Oke, kali ini aku tinggal melihat Adzkiya menyapa satu persatu dari kami yang lebih dulu tiba. Untung saja, selain memeluk Bang Juwan- yang sudah seperti adiknya sendiri, Adzkiya hanya melakukan tos dengan laki-laki yang lain.

“Loh, ada Jevan juga, dari kapan di Ayu Laga?” Aku mendecih saat menyadari akulah orang terakhir yang dia sapa. Dan apa katanya tadi? Sejak kapan aku di Ayu Laga? Cih, aku bahkan telah memeluknya berjam-jam di rumahnya tadi.

“Aku baru sore tadi kok, Kak.” Aku menjawab dengan memaksakan senyum yang sepolos mungkin. Berusaha mengikuti actingnya yang sudah seperti bingan film profesional itu.
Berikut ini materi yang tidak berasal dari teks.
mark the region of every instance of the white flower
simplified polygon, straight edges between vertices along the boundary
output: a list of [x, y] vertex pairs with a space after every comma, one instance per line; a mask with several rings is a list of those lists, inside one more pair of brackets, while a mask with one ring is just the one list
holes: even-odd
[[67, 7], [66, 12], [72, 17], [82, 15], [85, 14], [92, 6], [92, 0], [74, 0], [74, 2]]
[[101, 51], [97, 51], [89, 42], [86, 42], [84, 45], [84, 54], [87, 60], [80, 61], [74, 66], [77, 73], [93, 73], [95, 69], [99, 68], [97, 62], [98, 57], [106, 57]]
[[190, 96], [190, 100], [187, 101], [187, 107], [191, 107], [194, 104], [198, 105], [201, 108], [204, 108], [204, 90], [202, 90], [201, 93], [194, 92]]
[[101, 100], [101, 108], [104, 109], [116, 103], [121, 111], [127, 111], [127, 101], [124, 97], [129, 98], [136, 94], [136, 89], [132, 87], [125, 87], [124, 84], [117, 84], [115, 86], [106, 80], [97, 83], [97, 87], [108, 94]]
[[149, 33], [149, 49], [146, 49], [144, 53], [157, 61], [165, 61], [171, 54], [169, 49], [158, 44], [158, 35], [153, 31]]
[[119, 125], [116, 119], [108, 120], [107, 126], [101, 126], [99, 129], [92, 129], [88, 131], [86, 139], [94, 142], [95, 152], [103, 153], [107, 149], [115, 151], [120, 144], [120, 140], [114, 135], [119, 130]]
“Adzkiya udah kenal Jevan?” Bang Sagara melayangkan pertanyaan sembari meletakkan dua gelas ke hadapan Adzkiya dan Kak Lucia.
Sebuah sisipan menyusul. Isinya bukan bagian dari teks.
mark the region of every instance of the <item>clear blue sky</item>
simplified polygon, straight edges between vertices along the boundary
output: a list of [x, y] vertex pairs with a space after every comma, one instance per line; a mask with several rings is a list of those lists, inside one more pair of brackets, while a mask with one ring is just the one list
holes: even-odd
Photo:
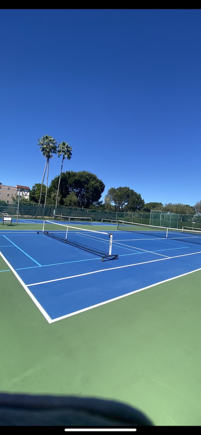
[[[41, 183], [45, 134], [145, 202], [201, 199], [200, 10], [1, 10], [0, 181]], [[49, 183], [61, 158], [50, 161]]]

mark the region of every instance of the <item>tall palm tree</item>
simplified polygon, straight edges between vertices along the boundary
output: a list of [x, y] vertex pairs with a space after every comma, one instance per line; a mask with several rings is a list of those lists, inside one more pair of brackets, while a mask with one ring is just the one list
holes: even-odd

Aku memaksakan senyumku lagi dan menyesap rokokku sebentar sebelum menjawab, “Udah, Bang, dulu gue sering nemenin Ica ambil pesenan bunga ke Kiya Florist.”

“Ah, iya, iya, tadi Garend udah bilang juga ya kalau lo sahabat adiknya, jadi wajar aja kalian udah saling kenal.”
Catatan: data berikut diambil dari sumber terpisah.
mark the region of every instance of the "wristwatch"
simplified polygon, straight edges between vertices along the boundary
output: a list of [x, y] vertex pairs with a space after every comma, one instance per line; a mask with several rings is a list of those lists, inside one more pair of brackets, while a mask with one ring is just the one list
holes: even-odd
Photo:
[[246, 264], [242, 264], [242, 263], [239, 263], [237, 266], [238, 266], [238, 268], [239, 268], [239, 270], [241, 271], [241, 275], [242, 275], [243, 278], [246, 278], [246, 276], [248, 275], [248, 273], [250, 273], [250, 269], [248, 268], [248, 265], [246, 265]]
Aku hanya mengangguk masih tetap sambil tersenyum. Rasanya aku sudah seperti orang dungu yang terus tersenyum entah untuk apa.

“Mau gabung kesana gak, Jev?” Bang Joni membuang potong rokoknya ke asbak dan menatapku.

“Boleh,” kataku sembari melakukan hal yang sama dengannya.

Kami berdua berjalan mendekat ke arah meja perjamuan utama dan aku buru-buru mengambil tempat tepat di sebelah Adzkiya yang kebetulan kosong. Sambil berharap tidak ada yang menyadarinya.

“Ki, aku bakal buka cafe di deket florist kamu loh.”

Aku? Kamu?

Ini satu hal yang membuat aku sering terkaget-kaget berada di Ayu Laga, karena beberaa penduduk disini masih saja menggunakan panggilan aku dan kamu. Sementara bagiku, aku dan kamu hanya digunakan ketika ada di suatu situasi yang “intim”.

“Oh, ya? Wih seru dong nanti kita bisa sering ketemu. Kapan grand openingnya?”

Aku melirik Adzkiya dengan muka masam. Mungkin sekarang wajahku sudah sama masamnya dengan buah strawberry yang tersedia di atas meja.

“Masih lama sih kayaknya, aku baru mau mulai decor interiornya.”

“Nanti kabarin ya, Sa, biar gue sama Vivian mampir.” Bang Garend ikut nimbrung.

“Pasti, nanti ada special discount deh buat yang bawa pasangan.”

“Yah kasian dong Kiya gak dapet diskonnya.” Bang Tendra berkomentar sambil memasang wajah menyebalkan pada Adzkiya, membuat yang lain terkekeh.

“Kurang ajar ya, dokter Tendra,” timpal Adzkiya sok merajuk.

Aku sewot lagi. Jangan protes ya! Coba posisikan diri kalian sebagai aku. Aku duduk disini, aku adalah kekasih Adzkiya tapi aku tidak bisa berbuat apa-apa. Kalau jadi aku, kalian akan sama sewotnya.

Aku menyikut lengan Adzkiya karena jengkel tidak diperhatikan. Dia paham, kemudian menelusupkan tangannya ke bawah meja dan mengelus-elus lenganku. Oke, setidaknya aku merasa lebih baik. Sisa malam itu berjalan lancar karena elusan Adzkiya. Rasanya, dengan elusan Adzkiya ini, aku merasa bahwa aku bisa menaklukan dunia. Terimakasih.